Example 1: About the x-axis

Find the volume of the solid generated by revolving the region bounded by the curves $y=x^2+2,\mathit{ x}=–2,\mathit{ x}=2$ about the x-axis .

Step 1: Draw out the region that you are being asked to rotate.

In this example you have the curve, $y=x^2+2$, which is a parabola shifted up two units, and you close off the region on the lefthand and righthand sides using the curves, $x=–2, x=2$.

The region that you are being asked to rotate is the shaded region.

Step 2: Determine the axis you are begin asked to revolve or rotate your region around.

In this problem the language says, “about the x-axis ”. You are revolving around the x-axis .

Step 3: Determine whether your equation is in terms of x (standard: $y=x^2+3x+\sqrt{x}$) or in terms of y (non-standard: $x=y^2+3y+\sqrt{y}$).

Since you are asked to revolve around the x-axis you know that this is a horizontal axis , and you want to setup your Disk Methodintegral in terms of x .

The given equation , $y=x^2+2$, is ready to use because it is already in terms of x .

Step 4: Determine the bounds of the integral, $\underset{a}{\overset{b}{\int }}$, for each of your enclosed regions.

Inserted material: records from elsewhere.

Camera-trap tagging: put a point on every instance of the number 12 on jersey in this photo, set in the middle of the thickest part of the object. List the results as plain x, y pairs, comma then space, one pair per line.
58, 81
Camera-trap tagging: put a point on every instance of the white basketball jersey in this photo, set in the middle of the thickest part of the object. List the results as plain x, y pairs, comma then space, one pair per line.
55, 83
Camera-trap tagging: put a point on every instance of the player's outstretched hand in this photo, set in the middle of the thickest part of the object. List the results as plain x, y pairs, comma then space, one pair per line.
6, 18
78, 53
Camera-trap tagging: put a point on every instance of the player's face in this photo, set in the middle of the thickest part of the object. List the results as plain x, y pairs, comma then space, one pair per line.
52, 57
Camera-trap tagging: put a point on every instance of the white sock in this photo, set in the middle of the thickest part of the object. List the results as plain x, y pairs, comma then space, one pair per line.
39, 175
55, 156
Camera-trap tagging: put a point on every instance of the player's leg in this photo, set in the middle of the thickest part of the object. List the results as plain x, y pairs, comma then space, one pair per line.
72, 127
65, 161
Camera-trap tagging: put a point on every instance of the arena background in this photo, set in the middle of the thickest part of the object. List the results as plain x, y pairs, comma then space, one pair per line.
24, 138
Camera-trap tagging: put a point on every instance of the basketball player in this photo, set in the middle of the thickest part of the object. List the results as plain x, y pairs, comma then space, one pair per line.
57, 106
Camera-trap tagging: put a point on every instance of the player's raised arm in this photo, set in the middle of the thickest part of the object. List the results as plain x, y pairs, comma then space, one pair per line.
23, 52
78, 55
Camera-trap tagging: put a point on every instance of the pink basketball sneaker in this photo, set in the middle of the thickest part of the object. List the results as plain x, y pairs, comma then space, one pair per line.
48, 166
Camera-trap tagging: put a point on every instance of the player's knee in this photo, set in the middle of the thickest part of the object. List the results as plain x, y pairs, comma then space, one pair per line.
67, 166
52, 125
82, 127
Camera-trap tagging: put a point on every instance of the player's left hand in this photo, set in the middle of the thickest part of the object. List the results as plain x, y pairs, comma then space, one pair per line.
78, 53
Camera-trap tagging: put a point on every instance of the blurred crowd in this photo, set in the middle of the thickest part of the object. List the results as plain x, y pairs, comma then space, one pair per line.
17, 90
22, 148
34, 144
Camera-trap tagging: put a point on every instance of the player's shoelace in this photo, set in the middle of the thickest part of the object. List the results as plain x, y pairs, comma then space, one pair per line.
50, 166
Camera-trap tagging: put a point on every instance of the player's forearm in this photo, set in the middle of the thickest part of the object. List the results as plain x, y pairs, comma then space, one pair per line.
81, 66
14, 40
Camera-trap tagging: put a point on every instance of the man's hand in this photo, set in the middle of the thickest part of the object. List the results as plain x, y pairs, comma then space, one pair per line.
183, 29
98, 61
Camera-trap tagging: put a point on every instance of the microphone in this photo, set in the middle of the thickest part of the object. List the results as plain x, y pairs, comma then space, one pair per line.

This problem gives your bounds in the form of the two additional equations, $x=–2,\mathit{ x}=2$, that close the region on the lefthand and righthand sides.

The lower bound will be a = -2 , and the upper bound of your integral will be b = 2 .

$\underset{a}{\overset{b}{\int }}=\underset{–2}{\overset{2}{\int }}$

Step 5: Determine your radius equation, $R\left(x\right)$.

If you are rotating strictly around the standard x-axis or the y-axis , then the given equation you are asked to rotate is your R(x) equation.

Since you are being asked to rotate about the x-axis in this problem, the given equation, $y=x^2+2$, is your R(x) equation.

$R\left(x\right)=x^2+2$

Step 6: Setup up and evaluate your Disk Methodintegral.

Use the results of Step 4 (your bounds ) and Step 5 (your R(x) equation) together using the Disk Methodintegral setup.

$\mathit{Volume}=\underset{a}{\overset{b}{\int }}\pi {\left[R\left(x\right)\right]}^2\mathit{dx}$

The first step in evaluating these Disk Methodintegral will usually be to expand the squared term.

Once you have expanded the squared term, you can factor out (pull to the front) the $\pi$, and then multiply it by the final result of the definite integral at the end of the process.

You will generally be able to handle the definite integral using only the Power Rule.

– Bounds from Step 4 : $\underset{–2}{\overset{2}{\int }}$

– R(x) equation from Step 5 : $R\left(x\right)=x^2+2$

$\mathit{Volume}=\underset{–2}{\overset{2}{\int }}\pi {\left[x^2+2 \right]}^2\mathit{dx}$

$=\underset{–2}{\overset{2}{\int }}\pi \left(x^2+2\right)\left(x^2+2\right)\mathit{dx}$

$=\underset{–2}{\overset{2}{\int }}\pi \left(x^4+2x^2+2x^2+4\right)\mathit{dx}$

$=\underset{–2}{\overset{2}{\int }}\pi \left(x^4+4x^2+4\right)\mathit{dx}$

$=\pi \bullet \underset{–2}{\overset{2}{\int }}\left(x^4+4x^2+4\right)\mathit{dx}$

$\mathit{=}\pi \bullet \left({\frac{x^5}{5}+\frac{4x^3}{3}+4x|}_{–2}^2\right)$

$\mathit{=}\pi \bullet \left(\left[\frac{{\left(2\right)}^5}{5}+\frac{4{\left(2\right)}^3}{3}+4\left(2\right)\right]–\left[\frac{{\left(–2\right)}^5}{5}+\frac{4{\left(–2\right)}^3}{3}+4\left(–2\right)\right]\right)$

$\mathit{=}\pi \bullet \left(\frac{752}{15}\right)$

$\mathit{=}\frac{752}{15}\pi =\mathit{Volume\; of\; Solid}$

Final Result:

The volume of the solid obtained by rotating the region bounded by the curves $y=x^2+2, x=–2,x=2$ about the x-axis is $\frac{752}{15}\pi$.